Mr. Sharpe turned in the other direction. He continued, “It is our duty, now that you and your dusky brethren have been brought hither, to ensure that you are given employment and sustenance. There is considerable evidence to suggest that the African is, by nature, (a) shiftless and (b) rebellious, requiring constant supervision to remain productive. Indeed, reports written on your progress in my time at the College —”
I saw the end of this sentence, and groaned.
“Reports written on your recent progres
s have, in fact, aided in the scientific establishment of the inferiority of your race. You have done us a wonderful service, through your failure. We have publicly noted the decline in your abilities —”
“Octavian,” Mr. Gitney pled, “we never intended that —”
“You will allow me to finish, Mr. Gitney. Octavian, you have been instrumental in the effort to understand African capacities and propensities. You must understand, God has determined —”
“Shall I pour the tea?” asked Dr. Trefusis.
“— that some creatures are less, and some more, potent on this earth, and has given to us the stewardship of all, according to our place in the Great Chain of Being.”
“I need not be informed,” I said, “about chains.”
“It is common sense —”
“There is nothing commonsensical about what you have done to me.”
“We have all done what we needed.”
“Needed for what purpose?”
“To maintain the stability of the nation, boy. You do not understand the subtleties of business.”
“This is not business.”
“If a nation’s profits shrink, then it is every man’s business.”
“Where is my profit?”
“In the common good. Which is common sense.”

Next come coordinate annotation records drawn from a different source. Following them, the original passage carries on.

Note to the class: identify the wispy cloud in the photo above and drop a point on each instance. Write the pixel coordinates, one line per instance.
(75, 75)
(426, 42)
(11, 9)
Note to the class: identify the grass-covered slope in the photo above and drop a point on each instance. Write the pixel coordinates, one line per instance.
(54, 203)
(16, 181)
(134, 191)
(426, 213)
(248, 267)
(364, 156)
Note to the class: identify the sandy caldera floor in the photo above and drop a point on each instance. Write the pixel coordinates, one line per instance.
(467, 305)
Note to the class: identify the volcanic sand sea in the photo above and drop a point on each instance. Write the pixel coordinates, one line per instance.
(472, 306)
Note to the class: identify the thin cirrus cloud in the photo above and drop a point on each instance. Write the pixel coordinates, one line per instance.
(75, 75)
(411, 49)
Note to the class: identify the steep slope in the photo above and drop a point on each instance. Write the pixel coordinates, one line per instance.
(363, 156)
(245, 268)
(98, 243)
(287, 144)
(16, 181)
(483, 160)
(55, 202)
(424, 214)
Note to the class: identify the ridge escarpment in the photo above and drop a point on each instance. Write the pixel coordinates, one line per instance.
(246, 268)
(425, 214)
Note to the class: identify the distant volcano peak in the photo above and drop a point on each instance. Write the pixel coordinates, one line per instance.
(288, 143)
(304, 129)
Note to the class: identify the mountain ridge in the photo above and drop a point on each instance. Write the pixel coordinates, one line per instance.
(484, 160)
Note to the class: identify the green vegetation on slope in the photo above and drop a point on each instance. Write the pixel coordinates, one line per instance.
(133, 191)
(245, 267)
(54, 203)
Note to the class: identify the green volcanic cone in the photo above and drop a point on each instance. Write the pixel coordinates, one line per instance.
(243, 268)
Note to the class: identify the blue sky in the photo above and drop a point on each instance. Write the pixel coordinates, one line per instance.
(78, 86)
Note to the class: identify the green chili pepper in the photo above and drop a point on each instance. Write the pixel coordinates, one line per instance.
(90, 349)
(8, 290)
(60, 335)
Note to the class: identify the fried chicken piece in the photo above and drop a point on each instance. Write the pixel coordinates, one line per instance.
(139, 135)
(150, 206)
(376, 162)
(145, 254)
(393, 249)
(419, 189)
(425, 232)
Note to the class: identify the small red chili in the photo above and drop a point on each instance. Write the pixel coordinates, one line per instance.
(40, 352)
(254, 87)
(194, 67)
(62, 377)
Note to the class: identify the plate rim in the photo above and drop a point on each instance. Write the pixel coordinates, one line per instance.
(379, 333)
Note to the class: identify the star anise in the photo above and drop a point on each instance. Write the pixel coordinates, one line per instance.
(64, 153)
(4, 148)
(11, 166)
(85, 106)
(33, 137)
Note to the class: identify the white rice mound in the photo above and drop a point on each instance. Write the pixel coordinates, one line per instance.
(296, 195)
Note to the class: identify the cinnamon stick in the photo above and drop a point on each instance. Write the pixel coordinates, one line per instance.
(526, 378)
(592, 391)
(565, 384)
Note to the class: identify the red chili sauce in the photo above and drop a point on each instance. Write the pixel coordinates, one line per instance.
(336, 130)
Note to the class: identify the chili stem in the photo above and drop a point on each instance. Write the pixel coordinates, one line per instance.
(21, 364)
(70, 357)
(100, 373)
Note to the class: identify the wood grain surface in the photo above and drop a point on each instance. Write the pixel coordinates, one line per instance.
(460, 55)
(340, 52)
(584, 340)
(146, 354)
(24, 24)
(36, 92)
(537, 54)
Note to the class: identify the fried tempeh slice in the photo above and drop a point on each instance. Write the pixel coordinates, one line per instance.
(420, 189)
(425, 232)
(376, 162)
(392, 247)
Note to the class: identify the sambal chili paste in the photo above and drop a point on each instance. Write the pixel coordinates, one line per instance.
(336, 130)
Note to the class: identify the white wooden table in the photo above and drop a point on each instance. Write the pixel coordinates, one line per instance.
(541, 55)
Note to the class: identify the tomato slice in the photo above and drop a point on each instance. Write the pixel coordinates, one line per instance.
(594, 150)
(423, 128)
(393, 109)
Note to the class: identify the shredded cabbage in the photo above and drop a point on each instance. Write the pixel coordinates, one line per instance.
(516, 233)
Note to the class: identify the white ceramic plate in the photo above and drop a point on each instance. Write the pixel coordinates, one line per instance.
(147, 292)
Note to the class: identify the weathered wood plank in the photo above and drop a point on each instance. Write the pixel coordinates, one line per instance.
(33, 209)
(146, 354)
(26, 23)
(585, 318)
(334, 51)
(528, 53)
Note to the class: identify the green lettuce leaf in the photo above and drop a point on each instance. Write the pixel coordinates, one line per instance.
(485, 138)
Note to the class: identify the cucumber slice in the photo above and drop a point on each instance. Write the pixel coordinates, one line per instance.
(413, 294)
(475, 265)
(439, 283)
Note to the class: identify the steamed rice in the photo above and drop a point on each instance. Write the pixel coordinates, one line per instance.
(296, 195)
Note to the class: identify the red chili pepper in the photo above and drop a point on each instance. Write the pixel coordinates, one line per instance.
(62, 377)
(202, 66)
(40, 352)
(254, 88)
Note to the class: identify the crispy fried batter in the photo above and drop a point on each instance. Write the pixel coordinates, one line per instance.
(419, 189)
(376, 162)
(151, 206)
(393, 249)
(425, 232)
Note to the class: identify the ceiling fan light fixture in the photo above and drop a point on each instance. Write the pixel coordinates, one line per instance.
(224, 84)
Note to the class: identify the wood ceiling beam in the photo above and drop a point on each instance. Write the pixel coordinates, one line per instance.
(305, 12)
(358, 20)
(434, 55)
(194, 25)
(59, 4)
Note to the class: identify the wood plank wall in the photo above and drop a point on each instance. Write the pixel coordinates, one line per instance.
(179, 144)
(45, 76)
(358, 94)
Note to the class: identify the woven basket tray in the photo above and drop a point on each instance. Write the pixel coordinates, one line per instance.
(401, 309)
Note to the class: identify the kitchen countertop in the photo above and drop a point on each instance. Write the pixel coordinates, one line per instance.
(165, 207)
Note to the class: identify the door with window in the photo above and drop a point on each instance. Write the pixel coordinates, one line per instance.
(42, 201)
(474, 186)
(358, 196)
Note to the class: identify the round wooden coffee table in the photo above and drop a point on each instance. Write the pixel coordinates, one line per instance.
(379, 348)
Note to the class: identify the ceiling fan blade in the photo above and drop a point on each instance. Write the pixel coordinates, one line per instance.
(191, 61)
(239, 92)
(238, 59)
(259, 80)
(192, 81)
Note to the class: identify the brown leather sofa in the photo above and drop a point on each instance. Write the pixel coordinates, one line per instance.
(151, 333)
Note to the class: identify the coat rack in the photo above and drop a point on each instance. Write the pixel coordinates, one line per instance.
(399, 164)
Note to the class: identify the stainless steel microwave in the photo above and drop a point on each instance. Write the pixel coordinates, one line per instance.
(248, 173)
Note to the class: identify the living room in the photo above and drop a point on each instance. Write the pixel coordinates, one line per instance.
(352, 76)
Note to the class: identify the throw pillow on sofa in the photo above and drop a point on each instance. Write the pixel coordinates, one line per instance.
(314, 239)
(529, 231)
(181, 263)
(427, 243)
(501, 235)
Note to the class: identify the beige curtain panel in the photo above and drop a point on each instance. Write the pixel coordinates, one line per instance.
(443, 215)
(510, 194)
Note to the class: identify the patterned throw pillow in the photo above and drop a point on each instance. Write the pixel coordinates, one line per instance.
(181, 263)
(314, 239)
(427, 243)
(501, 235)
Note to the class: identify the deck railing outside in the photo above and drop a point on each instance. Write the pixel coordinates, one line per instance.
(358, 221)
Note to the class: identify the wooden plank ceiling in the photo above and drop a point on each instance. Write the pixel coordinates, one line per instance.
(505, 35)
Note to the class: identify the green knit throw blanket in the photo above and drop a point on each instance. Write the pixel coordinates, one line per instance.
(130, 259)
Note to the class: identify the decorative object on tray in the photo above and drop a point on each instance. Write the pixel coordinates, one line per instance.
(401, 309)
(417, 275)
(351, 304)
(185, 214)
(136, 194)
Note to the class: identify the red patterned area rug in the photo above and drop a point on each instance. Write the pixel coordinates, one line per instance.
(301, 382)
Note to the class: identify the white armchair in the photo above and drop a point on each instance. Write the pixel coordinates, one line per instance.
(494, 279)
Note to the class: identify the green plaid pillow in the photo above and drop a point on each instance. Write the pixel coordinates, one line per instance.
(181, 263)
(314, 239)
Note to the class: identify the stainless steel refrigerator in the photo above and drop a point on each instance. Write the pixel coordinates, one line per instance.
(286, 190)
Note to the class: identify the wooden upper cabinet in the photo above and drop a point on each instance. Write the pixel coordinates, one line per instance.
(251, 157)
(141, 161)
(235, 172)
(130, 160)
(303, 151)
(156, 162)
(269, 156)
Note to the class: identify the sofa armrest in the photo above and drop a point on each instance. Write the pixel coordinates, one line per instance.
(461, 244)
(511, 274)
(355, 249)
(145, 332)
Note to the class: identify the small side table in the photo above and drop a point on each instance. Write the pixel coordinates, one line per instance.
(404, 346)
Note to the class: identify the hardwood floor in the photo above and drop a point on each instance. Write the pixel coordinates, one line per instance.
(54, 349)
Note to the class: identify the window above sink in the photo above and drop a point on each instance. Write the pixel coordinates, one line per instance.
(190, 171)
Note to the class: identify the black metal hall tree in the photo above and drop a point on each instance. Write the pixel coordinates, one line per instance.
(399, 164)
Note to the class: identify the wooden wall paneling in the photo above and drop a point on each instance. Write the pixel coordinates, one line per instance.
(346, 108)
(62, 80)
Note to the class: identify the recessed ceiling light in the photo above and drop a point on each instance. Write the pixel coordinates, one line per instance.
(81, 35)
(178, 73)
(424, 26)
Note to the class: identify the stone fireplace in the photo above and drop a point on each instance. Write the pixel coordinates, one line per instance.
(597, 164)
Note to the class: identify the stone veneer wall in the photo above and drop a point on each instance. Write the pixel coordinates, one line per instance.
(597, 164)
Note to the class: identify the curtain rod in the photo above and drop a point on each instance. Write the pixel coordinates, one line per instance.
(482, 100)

“Kindness is common sense.”
“Kindness is nothing of the sort. Kindness without the promise of profit is an impossibility. It is a physical impossibility. You must want something if you are to act. Otherwise, it would be like movement without motivation. Reaction without action. Kinesis without stimulation. Motion without energy. Kindness without profit is like a teapot hovering over a table, held by nothing.”
“Yes. Tea?” said Dr. Trefusis, holding out a cup.
Mr. Sharpe snatched it and drank. Dr. Trefusis dispensed one to Mr. Gitney.
“Am I offered tea, sir?” I said, now simply insolent.
“You should not have tea in your state,” said Dr. Trefusis. “You appear already to twitch.”